Susan was less enthusiastic. In every spare moment over the past two weeks, she had devoured Junko’s field reports on the recommended maximum-exposure levels for various isotopes. Her personal conclusion was that there was no such thing as “safe” exposure. Whatever didn’t kill you in this lifetime could very easily manifest itself in the genes of your children. There wasn’t a soul on earth who was completely immune from the acute effects of radiation — the ailing Inuit had unwittingly become a harbinger of what might be in store for them all, unless someone started to listen. Junko seemed to know that. She had given her life to it.
Carol saw the fear and disappointment in Susan’s face.
“What is it?”
“I want to go home,” Susan said. “I just want to go home.”
“We’re almost there. Keep it together. We — walking wounded — still need your strength. Come on, help me up to the bridge.”
Susan helped Carol up the narrow steps, where Carol plopped herself down in the captain’s chair within earshot of the radio communications.
Susan helped her prop her leg up, then found her a pair of binoculars through which to watch the final stages of the operation.
Carol quickly located Macadam and Zubov amidships on the Villager, nestled between two of the vessel’s water cannons. Listening in, she could hear Zubov saying something about needing a lot more heat and Garner quizzing Macadam for options.
A split second later, an explosion erupted from the deck of the Villager.
28
For those aboard the Villager, the explosion came as a complete surprise.
Overworked and overheated, then left unattended while Zubov and Macadam debated what to do, one of the vessel’s auxiliary pumps had silently developed an intense amount of back-pressure in one of the tanks containing the Plasroc resin. As the system failed, a thunderous bang shook the sturdy vessel to its keel.
“What the hell?” Zubov had just begun to turn around when the second explosion hit. Instinctively, he dove forward to protect Macadam, forcing both of them to the deck and dropping the radio.
It was already too late to warn the others. The recoil effect from the released pressure slammed into the second resin tank, tearing open the two-inch steel as easily as an aluminum can. The tank began to bleed the remaining resin onto the deck.
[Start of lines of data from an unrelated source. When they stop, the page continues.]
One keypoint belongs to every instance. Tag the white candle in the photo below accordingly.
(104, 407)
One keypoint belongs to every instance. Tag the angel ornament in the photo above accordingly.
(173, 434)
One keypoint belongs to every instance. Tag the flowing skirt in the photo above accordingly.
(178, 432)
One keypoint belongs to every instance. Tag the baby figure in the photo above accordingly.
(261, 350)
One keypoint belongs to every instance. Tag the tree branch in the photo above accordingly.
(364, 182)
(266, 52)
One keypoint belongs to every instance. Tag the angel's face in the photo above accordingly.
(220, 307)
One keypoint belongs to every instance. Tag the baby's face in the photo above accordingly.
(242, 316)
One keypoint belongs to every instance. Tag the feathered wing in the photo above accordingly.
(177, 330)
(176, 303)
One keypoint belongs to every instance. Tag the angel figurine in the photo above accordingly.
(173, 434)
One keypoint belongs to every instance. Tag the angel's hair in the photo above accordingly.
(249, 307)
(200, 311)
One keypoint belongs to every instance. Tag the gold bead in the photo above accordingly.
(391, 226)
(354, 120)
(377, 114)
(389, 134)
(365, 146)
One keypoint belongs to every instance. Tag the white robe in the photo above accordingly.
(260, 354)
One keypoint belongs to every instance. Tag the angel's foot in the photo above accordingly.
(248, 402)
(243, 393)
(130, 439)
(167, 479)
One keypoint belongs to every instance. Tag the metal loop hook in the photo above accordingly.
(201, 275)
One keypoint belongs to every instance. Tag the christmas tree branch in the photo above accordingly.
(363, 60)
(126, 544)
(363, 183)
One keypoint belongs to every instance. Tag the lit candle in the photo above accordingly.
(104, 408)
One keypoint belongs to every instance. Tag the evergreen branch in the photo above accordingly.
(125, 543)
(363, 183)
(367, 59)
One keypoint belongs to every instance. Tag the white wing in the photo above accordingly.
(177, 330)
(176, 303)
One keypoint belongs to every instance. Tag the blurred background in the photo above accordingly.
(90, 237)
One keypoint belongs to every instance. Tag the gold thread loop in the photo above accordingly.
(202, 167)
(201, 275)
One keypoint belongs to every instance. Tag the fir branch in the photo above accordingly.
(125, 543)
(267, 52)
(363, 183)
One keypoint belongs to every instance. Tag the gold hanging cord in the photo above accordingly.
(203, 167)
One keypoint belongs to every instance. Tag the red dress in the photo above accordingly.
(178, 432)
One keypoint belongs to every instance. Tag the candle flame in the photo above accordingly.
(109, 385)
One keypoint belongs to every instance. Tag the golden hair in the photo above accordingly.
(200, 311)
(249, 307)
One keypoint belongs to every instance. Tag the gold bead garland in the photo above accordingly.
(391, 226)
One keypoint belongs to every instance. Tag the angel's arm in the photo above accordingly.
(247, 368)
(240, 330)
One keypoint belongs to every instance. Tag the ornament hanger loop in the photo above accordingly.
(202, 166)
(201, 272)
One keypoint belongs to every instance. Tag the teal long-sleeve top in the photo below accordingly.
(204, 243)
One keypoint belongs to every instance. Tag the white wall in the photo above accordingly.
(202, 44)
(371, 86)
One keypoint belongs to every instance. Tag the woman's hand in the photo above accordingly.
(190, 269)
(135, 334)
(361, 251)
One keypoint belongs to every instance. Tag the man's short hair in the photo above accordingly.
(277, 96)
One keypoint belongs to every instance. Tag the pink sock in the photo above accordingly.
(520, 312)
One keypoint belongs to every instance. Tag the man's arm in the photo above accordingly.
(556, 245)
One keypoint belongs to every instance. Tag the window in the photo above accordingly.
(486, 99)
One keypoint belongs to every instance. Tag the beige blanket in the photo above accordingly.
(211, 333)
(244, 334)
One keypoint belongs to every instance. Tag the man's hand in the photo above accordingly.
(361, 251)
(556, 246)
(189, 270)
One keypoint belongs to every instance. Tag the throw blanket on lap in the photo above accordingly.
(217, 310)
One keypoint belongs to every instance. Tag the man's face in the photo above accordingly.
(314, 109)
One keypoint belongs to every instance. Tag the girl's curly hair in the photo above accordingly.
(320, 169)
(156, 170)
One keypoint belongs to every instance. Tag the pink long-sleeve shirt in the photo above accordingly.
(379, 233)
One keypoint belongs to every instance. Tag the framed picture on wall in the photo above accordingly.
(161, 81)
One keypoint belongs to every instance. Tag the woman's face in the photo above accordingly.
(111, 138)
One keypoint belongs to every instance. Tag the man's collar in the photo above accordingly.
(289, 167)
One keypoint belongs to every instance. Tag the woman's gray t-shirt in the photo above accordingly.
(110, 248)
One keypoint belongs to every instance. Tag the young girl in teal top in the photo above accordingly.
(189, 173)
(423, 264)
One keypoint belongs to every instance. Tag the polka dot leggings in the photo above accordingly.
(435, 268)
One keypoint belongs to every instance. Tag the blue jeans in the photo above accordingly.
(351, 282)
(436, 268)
Watching from the Phoenix, Garner could not believe his eyes. Zubov wasn’t answering the radio and the only thing nearby was Victor’s komatik. Garner rifled through the sled, drawing out the flare gun from the hovercraft and its two remaining flares — one of these he fired into the night sky on the unlikely chance anyone in the vicinity had not heard the explosion on the Villager. Then a glint of metal caught Garner’s eye — the worn metal blade of Victor’s flaying knife. Taking the knife and climbing up on the fantail, Garner wrapped himself in the tension line from the ice seine apparatus and sawed at it frantically with the knife. As the nylon line parted, the tension in the rigging system hoisted Garner off the deck, rocketing him fifteen feet in the air. The weight of the quarter-mile seine sagged against its pulleys, and the cables on either end of the net were wrenched together. As Garner held tight, the line suspending him was yanked through its pulleys on the North Sea. He lunged forward to grab one of the cables as it shot across the water, slinging him nearly a hundred yards out over the radioactive slick. As his momentum carried him past the superstructure of the Villager, Garner released the cable and fell to the deck next to David Macadam.